Рубщики приготовили инструменты. Над девушками взметнулись вверх топоры и тесаки.
– Стой! – неожиданно приказал Ермаков. – Погодь чуток! Раздеть их всех надо. Без одежды легче рубить и разделывать. Тряпки отдельно спалим.
– Правильно, – одобрил Екимов, и Никитич тоже закивал.
Громче послышался треск костра – это внезапно наступила тишина: солдаты молча и жадно, отталкивая друг друга, бросились раздевать трупы Татьяны и Марии. Тут же притащили убитых Александру и Ольгу, и часть желающих раздеть мёртвых женщин перекинулись на них.
– Захарыч… товарищ военком! – удивился солдат Иван Седых. – Глянь, а это что? Такое исподнее у царских баб?..
На плахе лежала Татьяна – совершенно нагая, но ещё в лифчике. Лиф был в дырках. В свете огня дыры сверкали изнутри и, радужно переливаясь, отбрасывали острые блики.
– Эге! – озадаченно протянул Ермаков. – Ну-ка, посторонись, дай глянуть!..
Ермаков с любопытством сунул палец в одну дыру, в другую, разорвал их и извлёк из лифчика несколько прозрачных камешков, сверкающих огранкой. Он долго рассматривал их в свете костра, подбрасывая на ладони.

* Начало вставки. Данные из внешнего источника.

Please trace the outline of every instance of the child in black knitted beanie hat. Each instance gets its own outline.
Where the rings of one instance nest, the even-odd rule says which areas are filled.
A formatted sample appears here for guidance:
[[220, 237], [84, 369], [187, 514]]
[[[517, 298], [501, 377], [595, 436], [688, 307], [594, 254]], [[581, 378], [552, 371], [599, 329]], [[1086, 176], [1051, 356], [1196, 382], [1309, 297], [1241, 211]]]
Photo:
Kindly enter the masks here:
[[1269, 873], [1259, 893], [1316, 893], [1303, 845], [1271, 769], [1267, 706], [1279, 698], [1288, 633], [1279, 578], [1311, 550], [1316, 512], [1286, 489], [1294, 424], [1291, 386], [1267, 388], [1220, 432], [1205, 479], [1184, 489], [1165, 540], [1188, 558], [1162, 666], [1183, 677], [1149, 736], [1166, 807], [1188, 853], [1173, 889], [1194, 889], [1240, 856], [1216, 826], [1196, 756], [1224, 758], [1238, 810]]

– Не всё, стало быть, Юровский углядел, – пробормотал Ермаков задумчиво.
– Так то ж яхонты, Захарыч! – крикнул Никитич. – Точно, они! А то и алмазы! Это ж надо – девки на себе такое богатство прятали и таскали. Сколько ж тысяч ювелир Цацкис в городе даст? И сколько на каждого из нас выйдет?

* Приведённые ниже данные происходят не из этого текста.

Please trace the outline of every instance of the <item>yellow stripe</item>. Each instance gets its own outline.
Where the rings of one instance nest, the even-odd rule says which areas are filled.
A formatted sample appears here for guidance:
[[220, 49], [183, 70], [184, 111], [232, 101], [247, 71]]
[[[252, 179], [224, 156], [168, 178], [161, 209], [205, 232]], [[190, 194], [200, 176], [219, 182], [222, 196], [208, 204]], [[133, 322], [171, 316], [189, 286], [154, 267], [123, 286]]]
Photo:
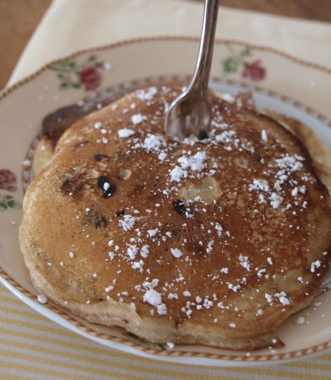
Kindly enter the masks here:
[[46, 331], [52, 334], [57, 334], [60, 337], [63, 336], [63, 331], [65, 331], [65, 336], [69, 336], [73, 338], [76, 338], [77, 335], [65, 327], [49, 327], [47, 326], [42, 326], [37, 324], [33, 322], [22, 321], [22, 320], [13, 320], [11, 318], [6, 317], [1, 317], [1, 322], [11, 324], [12, 326], [18, 326], [19, 327], [25, 327], [27, 329], [33, 329], [38, 331]]
[[[273, 365], [270, 362], [270, 366]], [[227, 367], [226, 370], [229, 372], [244, 372], [245, 374], [258, 374], [263, 376], [272, 376], [273, 377], [287, 377], [289, 379], [302, 379], [303, 374], [297, 372], [293, 372], [292, 371], [287, 371], [284, 367], [277, 366], [277, 369], [270, 369], [267, 367], [262, 367], [261, 368], [254, 367], [246, 367], [243, 368], [233, 368], [232, 367]], [[317, 376], [314, 374], [314, 380], [330, 380], [329, 376]]]
[[[6, 290], [7, 291], [7, 289], [6, 289]], [[13, 299], [11, 298], [0, 296], [0, 300], [4, 300], [4, 301], [6, 301], [6, 302], [9, 302], [9, 303], [13, 302]], [[14, 303], [16, 303], [16, 304], [18, 304], [18, 305], [23, 305], [23, 303], [20, 300], [16, 300], [15, 298], [13, 298], [13, 300], [15, 301]], [[18, 314], [20, 314], [20, 315], [24, 315], [24, 316], [26, 316], [26, 317], [30, 317], [35, 318], [35, 319], [39, 319], [39, 320], [40, 319], [44, 320], [44, 321], [47, 321], [48, 320], [46, 317], [44, 317], [43, 316], [39, 315], [37, 313], [29, 312], [25, 312], [25, 311], [23, 312], [22, 310], [13, 310], [12, 309], [9, 309], [8, 308], [4, 307], [3, 305], [1, 307], [5, 311], [9, 312], [11, 312], [11, 313], [15, 312], [15, 313], [18, 313]], [[51, 327], [48, 328], [48, 327], [42, 327], [42, 326], [37, 326], [37, 325], [34, 325], [33, 324], [30, 324], [29, 322], [21, 322], [21, 321], [18, 321], [16, 322], [16, 321], [15, 321], [14, 319], [9, 319], [8, 318], [2, 318], [2, 319], [3, 320], [6, 319], [6, 321], [8, 323], [13, 324], [14, 322], [14, 323], [15, 323], [15, 324], [17, 324], [18, 326], [25, 326], [26, 327], [28, 327], [28, 328], [31, 327], [32, 329], [36, 329], [37, 331], [49, 331], [49, 332], [54, 331], [56, 334], [60, 333], [60, 337], [61, 337], [61, 331], [60, 330], [58, 330], [58, 329], [56, 329], [56, 328], [51, 328]], [[10, 330], [8, 330], [8, 329], [1, 329], [1, 330], [3, 331], [6, 331], [6, 334], [8, 334], [20, 336], [19, 334], [17, 334], [18, 331], [15, 331], [16, 334], [12, 334], [13, 331], [10, 331]], [[29, 337], [30, 337], [31, 338], [32, 338], [32, 339], [39, 339], [42, 341], [47, 341], [47, 342], [49, 342], [51, 341], [53, 341], [53, 343], [55, 343], [55, 344], [64, 345], [64, 346], [65, 346], [67, 347], [70, 347], [70, 348], [77, 348], [77, 343], [68, 343], [68, 342], [63, 342], [63, 341], [57, 341], [56, 339], [53, 339], [51, 338], [44, 338], [44, 337], [42, 338], [42, 337], [39, 337], [39, 336], [33, 336], [33, 335], [30, 334], [28, 333], [24, 333], [24, 335], [20, 334], [20, 336], [26, 337], [27, 334], [27, 336]], [[75, 339], [78, 338], [82, 342], [85, 342], [85, 343], [86, 342], [86, 339], [85, 339], [83, 337], [80, 336], [78, 336], [78, 335], [77, 335], [77, 334], [75, 334], [74, 333], [72, 333], [71, 331], [66, 331], [66, 335], [68, 335], [68, 336], [70, 336], [70, 337], [72, 337], [73, 338], [75, 338]], [[80, 344], [78, 346], [78, 348], [80, 349], [81, 348], [81, 345]], [[94, 352], [95, 353], [102, 353], [102, 354], [105, 355], [105, 350], [102, 350], [102, 349], [98, 349], [96, 348], [92, 348], [92, 347], [89, 347], [89, 346], [85, 346], [85, 347], [83, 347], [82, 348], [85, 349], [85, 350], [87, 350], [89, 352]], [[39, 348], [37, 348], [37, 349], [40, 350]], [[114, 353], [114, 352], [111, 352], [111, 352], [107, 352], [107, 355], [108, 355], [110, 356], [112, 356], [113, 357], [115, 357], [115, 358], [127, 358], [127, 359], [136, 359], [137, 358], [137, 357], [135, 355], [132, 355], [131, 354], [125, 354], [125, 353]], [[64, 354], [64, 355], [63, 355], [63, 356], [68, 357], [68, 355]], [[320, 357], [318, 357], [318, 359], [323, 360], [331, 360], [331, 355], [321, 355]], [[86, 361], [87, 358], [85, 357], [83, 360]], [[140, 357], [139, 360], [142, 361], [142, 362], [150, 362], [150, 360], [142, 358], [142, 357]], [[99, 360], [97, 360], [97, 361], [99, 362]], [[95, 362], [95, 359], [94, 360], [92, 360], [92, 362]], [[272, 362], [270, 362], [270, 365], [272, 365]], [[175, 364], [174, 365], [187, 367], [189, 365]], [[283, 365], [285, 365], [286, 367], [294, 367], [294, 368], [296, 368], [296, 368], [304, 367], [304, 368], [307, 368], [307, 369], [320, 369], [320, 370], [325, 370], [325, 371], [328, 371], [331, 368], [331, 366], [327, 365], [313, 365], [313, 364], [311, 365], [309, 363], [303, 362], [296, 362], [296, 363], [287, 363], [287, 364]], [[204, 366], [202, 366], [201, 367], [204, 367]], [[236, 368], [236, 367], [235, 367], [235, 368], [234, 367], [227, 367], [227, 369], [229, 369], [230, 371], [232, 371], [232, 371], [235, 371], [235, 372], [242, 372], [242, 369], [240, 369], [239, 368]], [[246, 368], [245, 372], [246, 372], [247, 369], [249, 369], [249, 372], [250, 373], [255, 373], [253, 368], [249, 368], [249, 369]], [[282, 372], [282, 371], [281, 372]], [[258, 371], [258, 373], [261, 373], [261, 370]], [[280, 374], [280, 372], [279, 371], [274, 372], [273, 370], [266, 370], [265, 373], [266, 373], [266, 374], [276, 374], [276, 376], [277, 376], [277, 374]], [[296, 378], [296, 377], [299, 378], [300, 377], [299, 374], [292, 374], [294, 375], [295, 378]], [[289, 377], [292, 376], [293, 377], [292, 374], [290, 375], [289, 374], [288, 376], [289, 376]], [[192, 376], [188, 376], [188, 377], [192, 378]], [[324, 376], [322, 377], [322, 378], [324, 378]], [[199, 379], [201, 379], [201, 377], [199, 376]], [[208, 377], [208, 379], [210, 379], [210, 377]]]
[[[35, 336], [35, 335], [33, 335], [30, 333], [25, 333], [25, 332], [20, 332], [20, 331], [12, 331], [11, 329], [1, 329], [1, 331], [5, 333], [5, 334], [8, 334], [9, 335], [13, 335], [15, 336], [18, 336], [18, 337], [23, 337], [23, 338], [30, 338], [32, 340], [39, 340], [41, 341], [44, 341], [45, 343], [55, 343], [55, 344], [57, 344], [57, 345], [60, 345], [60, 346], [64, 346], [67, 348], [83, 348], [83, 349], [85, 349], [87, 350], [87, 351], [89, 352], [93, 352], [94, 353], [101, 353], [101, 354], [103, 354], [103, 355], [107, 355], [108, 356], [111, 356], [111, 357], [113, 357], [115, 359], [121, 359], [121, 358], [127, 358], [127, 359], [130, 359], [130, 360], [137, 360], [137, 356], [135, 355], [132, 355], [131, 354], [126, 354], [126, 353], [116, 353], [116, 352], [114, 352], [114, 351], [111, 351], [111, 350], [107, 350], [106, 351], [105, 349], [99, 349], [97, 348], [92, 348], [92, 347], [88, 347], [88, 346], [85, 346], [83, 348], [82, 348], [81, 345], [79, 344], [78, 343], [73, 343], [71, 342], [64, 342], [63, 341], [58, 341], [56, 339], [54, 339], [54, 338], [50, 338], [50, 337], [44, 337], [44, 336]], [[10, 343], [11, 341], [8, 341], [8, 343]], [[17, 342], [13, 342], [13, 343], [14, 345], [18, 345], [18, 343]], [[32, 346], [30, 344], [29, 344], [29, 346]], [[77, 347], [78, 346], [78, 347]], [[24, 347], [26, 347], [27, 345], [26, 344], [23, 344], [22, 345], [23, 348]], [[36, 349], [37, 350], [41, 350], [42, 352], [43, 351], [43, 348], [39, 348], [37, 346], [35, 346], [35, 349]], [[59, 356], [64, 356], [64, 357], [69, 357], [70, 356], [70, 354], [69, 353], [61, 353], [60, 351], [57, 351], [56, 350], [53, 350], [53, 349], [48, 349], [49, 351], [54, 351], [54, 353], [56, 353], [56, 355], [58, 355]], [[103, 362], [102, 360], [100, 360], [100, 359], [97, 359], [96, 357], [94, 357], [93, 359], [92, 358], [90, 358], [90, 357], [85, 357], [85, 355], [73, 355], [74, 357], [76, 357], [77, 360], [89, 360], [90, 359], [90, 361], [93, 363], [93, 362], [100, 362], [100, 360], [101, 360], [101, 362], [102, 363], [104, 363], [104, 362]], [[148, 362], [148, 363], [150, 363], [151, 362], [151, 360], [148, 360], [148, 359], [146, 359], [146, 358], [143, 358], [143, 357], [139, 357], [139, 361], [141, 362]], [[290, 363], [289, 365], [291, 365], [291, 364], [294, 364], [294, 363]], [[170, 365], [173, 366], [180, 366], [180, 367], [187, 367], [187, 366], [189, 366], [189, 365], [182, 365], [182, 364], [173, 364], [173, 363], [170, 363]], [[305, 363], [306, 365], [306, 363]], [[272, 362], [270, 362], [270, 365], [272, 365]], [[300, 363], [297, 363], [296, 364], [296, 366], [298, 367], [300, 367]], [[206, 368], [206, 366], [202, 366], [202, 367], [204, 367]], [[304, 365], [304, 367], [306, 367], [306, 365]], [[329, 366], [327, 366], [327, 367]], [[306, 364], [306, 367], [307, 368], [309, 368], [309, 365]], [[316, 368], [318, 369], [318, 366], [316, 366]], [[227, 367], [227, 369], [230, 371], [230, 372], [242, 372], [242, 369], [241, 369], [240, 368], [237, 368], [237, 367]], [[155, 369], [156, 370], [156, 369]], [[146, 371], [146, 369], [145, 368], [142, 368], [142, 370], [143, 371]], [[284, 374], [282, 376], [285, 376], [287, 377], [294, 377], [294, 378], [300, 378], [300, 374], [295, 374], [295, 373], [293, 373], [293, 372], [289, 372], [289, 371], [286, 371], [286, 374], [285, 374], [285, 372], [284, 371], [280, 371], [280, 370], [277, 370], [277, 371], [274, 371], [274, 370], [270, 370], [270, 369], [266, 369], [266, 368], [263, 368], [263, 369], [258, 369], [257, 372], [256, 370], [254, 369], [254, 368], [245, 368], [245, 372], [249, 372], [249, 373], [251, 373], [251, 374], [258, 374], [258, 373], [261, 373], [261, 371], [263, 372], [263, 373], [264, 373], [265, 374], [270, 374], [270, 375], [273, 375], [273, 376], [281, 376], [282, 374]], [[148, 372], [148, 370], [147, 370]], [[155, 371], [154, 371], [154, 372], [155, 373]], [[182, 376], [182, 377], [184, 377], [184, 378], [192, 378], [192, 376], [191, 375], [189, 375], [189, 374], [181, 374], [181, 373], [179, 373], [178, 374], [179, 375]], [[199, 378], [201, 378], [201, 376]], [[321, 379], [323, 379], [323, 377], [322, 377]], [[208, 377], [208, 379], [211, 379], [210, 377]]]
[[[0, 368], [8, 368], [9, 369], [18, 369], [20, 371], [25, 371], [26, 372], [32, 372], [32, 374], [42, 374], [45, 376], [54, 376], [61, 379], [68, 379], [68, 374], [63, 372], [58, 372], [58, 371], [54, 371], [51, 369], [42, 369], [40, 367], [32, 367], [30, 365], [23, 365], [19, 363], [8, 363], [8, 362], [3, 362], [0, 360]], [[17, 377], [16, 377], [17, 379]], [[26, 379], [26, 378], [25, 378]], [[82, 377], [75, 376], [75, 379], [87, 380], [87, 377]], [[127, 378], [128, 379], [128, 378]]]
[[294, 362], [293, 363], [285, 363], [283, 365], [286, 367], [294, 367], [294, 368], [308, 368], [308, 369], [314, 369], [320, 371], [331, 371], [331, 365], [325, 364], [313, 364], [313, 359], [309, 362]]
[[[20, 348], [25, 348], [25, 349], [31, 349], [39, 352], [44, 353], [44, 348], [42, 347], [39, 347], [37, 345], [32, 344], [32, 343], [21, 343], [20, 342], [13, 342], [11, 340], [7, 339], [3, 339], [1, 341], [1, 343], [4, 345], [9, 346], [15, 346], [15, 347], [19, 347]], [[1, 352], [0, 350], [0, 352]], [[92, 357], [91, 355], [80, 355], [80, 354], [74, 354], [73, 353], [70, 352], [63, 352], [58, 350], [55, 350], [54, 348], [47, 348], [47, 353], [52, 355], [56, 355], [60, 357], [67, 357], [69, 359], [73, 359], [76, 360], [81, 360], [87, 362], [89, 362], [92, 365], [101, 365], [104, 366], [109, 366], [111, 365], [112, 367], [116, 367], [120, 369], [130, 369], [132, 371], [136, 371], [139, 372], [144, 372], [150, 374], [158, 374], [159, 376], [161, 375], [168, 375], [171, 372], [172, 374], [175, 374], [177, 377], [180, 377], [182, 379], [196, 379], [197, 380], [200, 379], [208, 379], [210, 380], [218, 380], [219, 379], [218, 376], [206, 376], [204, 377], [204, 376], [201, 375], [194, 375], [194, 374], [187, 374], [186, 372], [182, 372], [180, 371], [176, 371], [175, 369], [171, 369], [170, 371], [166, 369], [161, 369], [158, 368], [151, 368], [151, 367], [142, 367], [140, 365], [132, 365], [128, 363], [121, 363], [120, 362], [111, 362], [111, 363], [109, 362], [109, 360], [107, 360], [106, 359], [103, 360], [97, 357]], [[9, 355], [9, 354], [8, 354]], [[11, 356], [15, 357], [16, 355], [16, 353], [12, 353]], [[109, 355], [111, 356], [111, 355]], [[140, 360], [140, 358], [138, 358], [137, 357], [134, 357], [134, 358], [137, 360]], [[41, 360], [42, 362], [44, 362], [44, 359]], [[59, 363], [58, 360], [56, 361], [56, 363]], [[151, 365], [151, 360], [149, 360], [149, 364]], [[157, 363], [157, 362], [154, 362]], [[173, 365], [171, 363], [169, 363], [172, 367], [173, 367]], [[63, 362], [61, 362], [61, 365], [63, 365]], [[94, 369], [89, 368], [90, 371], [93, 372]], [[175, 372], [174, 372], [175, 371]]]
[[[12, 356], [13, 353], [8, 353], [8, 351], [6, 351], [5, 350], [1, 350], [0, 349], [0, 354], [1, 354], [2, 357], [13, 357]], [[20, 352], [15, 353], [14, 353], [14, 357], [18, 358], [18, 359], [21, 359], [23, 360], [30, 360], [30, 361], [32, 361], [32, 362], [35, 362], [36, 363], [41, 364], [41, 365], [55, 365], [55, 366], [56, 366], [58, 367], [59, 367], [59, 364], [60, 364], [58, 362], [58, 360], [56, 360], [46, 359], [46, 358], [44, 358], [44, 357], [39, 357], [37, 356], [34, 356], [34, 355], [30, 355], [30, 354], [25, 354], [25, 353], [20, 353]], [[61, 362], [60, 365], [61, 365], [61, 369], [68, 368], [68, 369], [77, 370], [77, 371], [80, 371], [82, 372], [90, 372], [90, 373], [92, 373], [94, 374], [101, 375], [101, 376], [109, 376], [109, 374], [109, 374], [110, 371], [108, 371], [108, 369], [101, 369], [100, 368], [96, 368], [96, 367], [92, 368], [91, 367], [87, 367], [87, 366], [77, 364], [77, 363], [70, 365], [70, 364], [68, 364], [68, 363]], [[114, 366], [114, 365], [111, 365], [111, 366], [110, 366], [109, 362], [106, 365], [107, 365], [107, 367], [110, 367], [111, 371], [111, 367], [120, 367], [122, 369], [127, 369], [127, 366], [125, 366], [125, 365]], [[38, 367], [38, 368], [39, 368], [39, 367]], [[63, 372], [65, 372], [65, 370], [64, 370]], [[114, 373], [116, 373], [116, 372], [111, 372], [111, 373], [114, 374]], [[68, 374], [69, 375], [69, 374]], [[144, 378], [140, 377], [139, 379], [142, 379], [142, 380]]]
[[12, 309], [10, 308], [7, 308], [7, 306], [5, 306], [4, 304], [0, 305], [0, 309], [9, 314], [14, 314], [15, 317], [17, 317], [17, 315], [22, 315], [23, 317], [26, 317], [27, 318], [32, 318], [34, 319], [38, 319], [39, 321], [49, 322], [49, 319], [46, 318], [41, 314], [37, 314], [35, 312], [32, 312], [25, 311], [25, 310], [20, 310], [18, 309]]
[[[10, 295], [8, 296], [4, 296], [3, 294], [0, 294], [0, 300], [2, 302], [6, 302], [8, 303], [15, 303], [15, 305], [20, 305], [20, 306], [27, 306], [25, 303], [24, 303], [23, 301], [20, 300], [17, 297], [15, 297], [12, 295], [11, 297]], [[30, 308], [30, 306], [27, 306]]]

– Не, – ревниво, с хрипотцой возразил Екимов. – Тут не тысячи, тут миллионы, и то в заграничных деньгах, в дорогих!
– У Цацкиса? На каждого? – вкрадчиво переспросил Ермаков. – Не будет тебе Цацкиса! – гаркнул он, кладя руку на маузер. И – уже спокойнее, деловито. – Правильно говоришь, Екимов, натуральный брильянт есть очень дорогой камень. Только теперича он не царский, не твой и не мой. С этого моменту все цацки – собственность трудового народа. У кого хоть один камень к рукам прилипнет, тому… слышь, Никитич? Тебе партийное поручение: вору сразу руки рубай. Обе. Одним махом. Чтоб никогда на народное богатство губу не раскатывал.

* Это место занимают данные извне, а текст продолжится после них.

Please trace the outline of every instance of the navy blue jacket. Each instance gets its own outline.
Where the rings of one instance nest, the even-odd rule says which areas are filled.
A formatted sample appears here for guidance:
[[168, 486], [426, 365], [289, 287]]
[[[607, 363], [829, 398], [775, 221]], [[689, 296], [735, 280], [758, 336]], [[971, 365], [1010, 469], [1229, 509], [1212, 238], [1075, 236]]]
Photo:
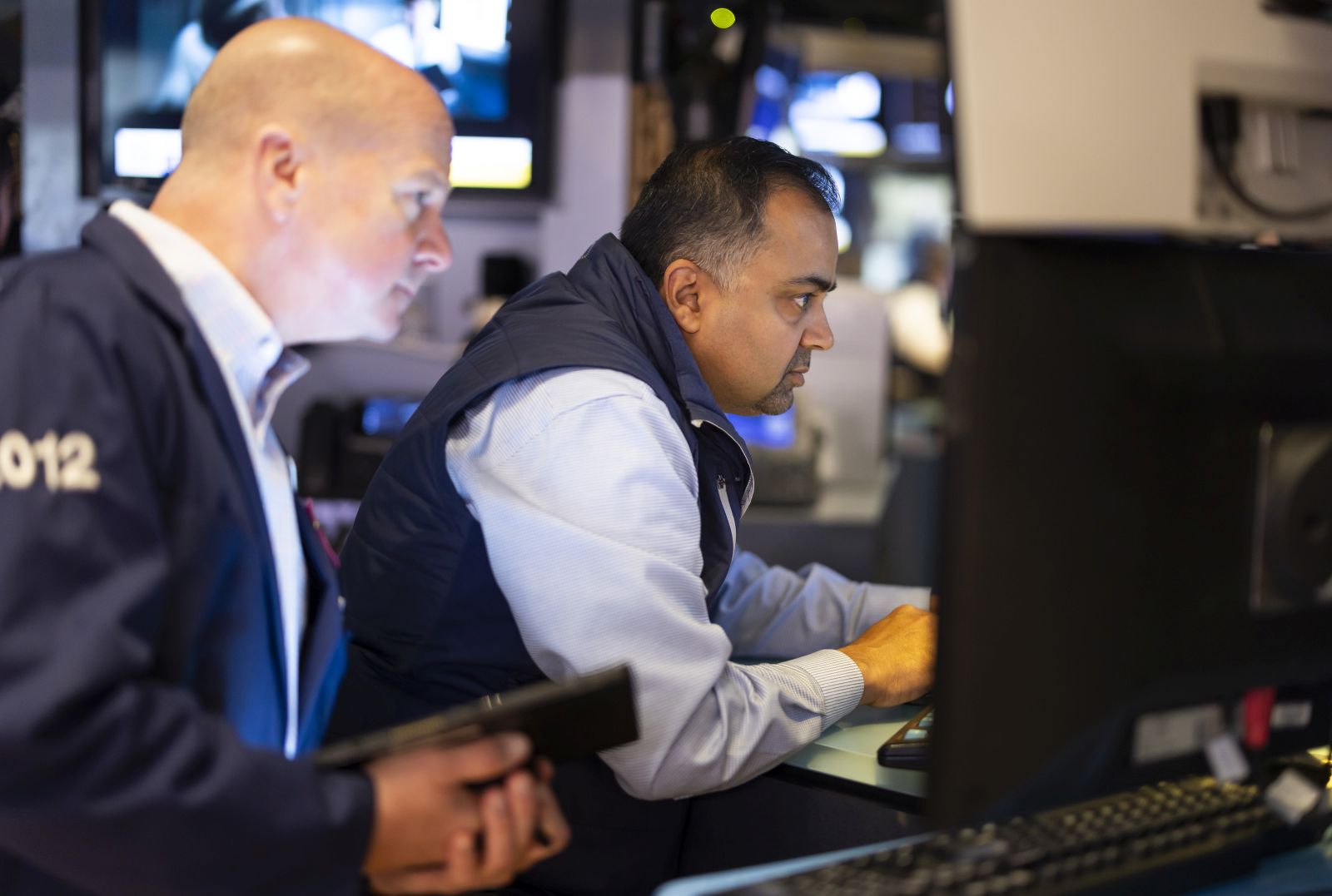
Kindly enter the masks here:
[[[0, 892], [356, 892], [373, 795], [281, 755], [282, 638], [244, 433], [119, 221], [0, 292]], [[309, 570], [300, 746], [345, 647]]]
[[[342, 549], [352, 654], [333, 732], [408, 720], [543, 678], [494, 580], [481, 526], [445, 469], [445, 441], [452, 422], [500, 385], [570, 366], [635, 377], [674, 417], [699, 475], [711, 607], [735, 551], [729, 521], [741, 518], [751, 491], [749, 458], [657, 288], [607, 234], [567, 276], [545, 277], [503, 305], [372, 481]], [[727, 487], [718, 489], [718, 479]], [[599, 762], [561, 768], [555, 791], [573, 844], [529, 881], [554, 892], [623, 895], [673, 876], [687, 801], [634, 800]]]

Он расстелил на земле исподнюю рубашку Боткина и приказал:
– Мертвяков обшарить и всё – сюда! Да живо!
– А смотри, братцы, у царицки-то что! – крикнул коренастый Файка.
– Чевой?
– Золото на руке у ней нанизано – как есть проволкой. Проволка из золота!
– Какая там ещё проволока? – озадаченно спросил Ермаков, подходя к трупу Александры, лежащей на земле около плахи. – Опять ты около покойницы вертишься, подлец!
– На все руки себе золотую проволку накрутила, подстилка распутинская! – кипятился Файка, стараясь разоблачительной ненавистью к Александре отмыться от презрения товарищей.